Van der Poel, dynamiteur dynamité
Quant à la tactique tricolore, elle vise à « éliminer des coureurs pour éviter d’arriver trop nombreux » expliqua le sélectionneur Thomas Voeckler. Ça fait rideau, en effet, tour après tour. Quintana, Roglic ; Valverde, le tenant du titre, à 90 km. A 67 km, l’Américain Lawson Craddock secoue le peloton, suivi du Suisse Stefan Küng, qui porte les couleurs de la Groupama-FDJ le reste de l’année.

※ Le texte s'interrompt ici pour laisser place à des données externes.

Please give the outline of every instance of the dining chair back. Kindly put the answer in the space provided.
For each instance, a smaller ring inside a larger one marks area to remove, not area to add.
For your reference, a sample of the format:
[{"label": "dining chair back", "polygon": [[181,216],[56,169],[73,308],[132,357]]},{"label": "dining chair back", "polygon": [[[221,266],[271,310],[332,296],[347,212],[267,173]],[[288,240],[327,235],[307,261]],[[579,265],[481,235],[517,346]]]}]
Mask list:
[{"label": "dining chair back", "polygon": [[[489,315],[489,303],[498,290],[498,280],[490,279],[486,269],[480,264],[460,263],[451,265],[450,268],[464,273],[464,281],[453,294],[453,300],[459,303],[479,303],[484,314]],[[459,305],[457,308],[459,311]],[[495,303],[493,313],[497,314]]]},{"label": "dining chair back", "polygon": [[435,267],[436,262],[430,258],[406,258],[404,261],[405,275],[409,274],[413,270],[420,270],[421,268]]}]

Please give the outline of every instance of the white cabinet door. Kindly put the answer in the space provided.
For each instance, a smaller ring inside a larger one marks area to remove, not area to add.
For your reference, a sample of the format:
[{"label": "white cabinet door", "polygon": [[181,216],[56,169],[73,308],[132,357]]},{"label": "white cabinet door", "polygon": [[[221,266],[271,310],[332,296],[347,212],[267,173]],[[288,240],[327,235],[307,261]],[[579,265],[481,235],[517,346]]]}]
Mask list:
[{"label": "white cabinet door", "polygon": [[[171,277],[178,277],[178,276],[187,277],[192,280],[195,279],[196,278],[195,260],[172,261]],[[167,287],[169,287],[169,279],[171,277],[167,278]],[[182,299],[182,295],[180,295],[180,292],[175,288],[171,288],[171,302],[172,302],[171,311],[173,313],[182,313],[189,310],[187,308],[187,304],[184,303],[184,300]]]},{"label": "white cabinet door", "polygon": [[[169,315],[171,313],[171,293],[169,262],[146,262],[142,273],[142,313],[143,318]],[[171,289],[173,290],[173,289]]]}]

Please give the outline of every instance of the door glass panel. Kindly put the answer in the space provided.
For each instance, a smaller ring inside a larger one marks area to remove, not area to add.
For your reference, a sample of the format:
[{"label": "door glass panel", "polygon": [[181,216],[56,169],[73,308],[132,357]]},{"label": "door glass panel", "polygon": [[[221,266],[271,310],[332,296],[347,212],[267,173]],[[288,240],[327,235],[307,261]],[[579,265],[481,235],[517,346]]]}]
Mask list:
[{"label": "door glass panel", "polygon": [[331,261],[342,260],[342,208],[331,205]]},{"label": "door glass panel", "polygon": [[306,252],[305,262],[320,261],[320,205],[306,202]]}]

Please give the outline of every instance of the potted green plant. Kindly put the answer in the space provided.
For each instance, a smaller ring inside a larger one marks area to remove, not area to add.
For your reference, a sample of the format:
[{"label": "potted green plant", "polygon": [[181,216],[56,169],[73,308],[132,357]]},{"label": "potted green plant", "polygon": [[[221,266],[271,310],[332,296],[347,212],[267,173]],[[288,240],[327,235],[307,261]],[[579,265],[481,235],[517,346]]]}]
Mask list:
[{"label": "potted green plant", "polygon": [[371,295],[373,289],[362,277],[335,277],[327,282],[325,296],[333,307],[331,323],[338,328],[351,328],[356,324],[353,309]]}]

Vingt bornes plus tard, dans la bosse du circuit (1,1 km à 5,8% avec un passage à 10%), c’est au tour de Mads Pedersen de se dresser sur les pédales. Les Danois avaient prévu de créer du mouvement lors des trois bosses qui ponctuaient les premiers 180 km en ligne. Mais parcours raccourci oblige, la tactique a été revue. Pedersen est donc chargé de « préparer le terrain » pour son leader Jakob Fuglsang. Il rejoint la tête de course avec l’Italien Gianni Moscon.
Puis la course s’emballe franchement. A 33 km de l’arrivée, Mathieu Van der Poel, 24 ans et l’un des grands favoris, place une violente accélération. Julian Alaphilippe, très bien placé, est aux avant-postes. Il veut y aller, mais ses jambes lui disent non. « J’ai craqué à la pédale » avouera t-il, honnête.
Seul l’Italien Matteo Trentin est en mesure de suivre le Néerlandais. Le duo rejoint le trio de tête. Derrière, le peloton est « épaillé » selon l’expression de Voeckler. « Quand il ne reste sur un Mondial que 25 coureurs (pour jouer la gagne) à 30 bornes de la fin, alors qu’il n’y a pas une côte qui fait plus de 1 km de long… » dira t-il.
Deux tours de l’arrivée (24 km). Les cinq devant s’envoient. L’écart grandit vite. Derrière, on joue battu. Alaphilippe, en queue de groupe, grimace. Tony Gallopin : « Julian nous a dit dans les deux derniers tours : « les mecs, ne roulez pas, essayez de faire ce que vous pouvez ». Mais on ne pouvait plus, on avait beaucoup donné aussi et il y avait beaucoup de fatigue », confiera le coureur d’Ag2r La Mondial, grelotant.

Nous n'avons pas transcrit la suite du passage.